SOLTuesday: My Life in 50 Objects, part 4


I’m trying to document the objects I have that my relatives may wonder about after I die and am no longer around for them to ask. (I’m not planning to die anytime soon, but it’s better to do this before I need to. My mother said she’d do it for her jewelry, and she never did.) So here are some small objects, mostly sitting on my bureau.
            The penny jar is a holdover from my college days. At Antioch College, we were given several booklets of “food stamps” to use in the cafeteria, campus coffee shop, and the Inn, the campus restaurant for visitors. The stamps were in denominations comparable to coins, but there were no penny stamps. So students would accumulate pennies over the course of a quarter (no semesters at this school), and since many of us had empty Chianti bottles, those became our default “penny jars.”
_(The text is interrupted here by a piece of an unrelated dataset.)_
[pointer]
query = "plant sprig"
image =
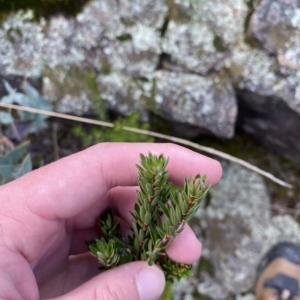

            Once I left school, saving pennies had become a habit. This jar holds around $12 worth when it’s full, and as you can see, I recently redeemed its contents. Since the pandemic lockdown, I haven’t used cash for anything, and who knows when I will again. Maybe there won’t be anymore pennies for this jar.
           
This sadly tarnished silver dumbbell was a baby gift for our daughter from the parents of a very old friend. They lived in Memphis, Tennessee, and we met them only a couple of times, but we really appreciated the gift, a teething object that Christie used quite a bit as a baby. I’m bad at the kind of maintenance this would require. Maybe putting a photo of this in public will force me to clean it up.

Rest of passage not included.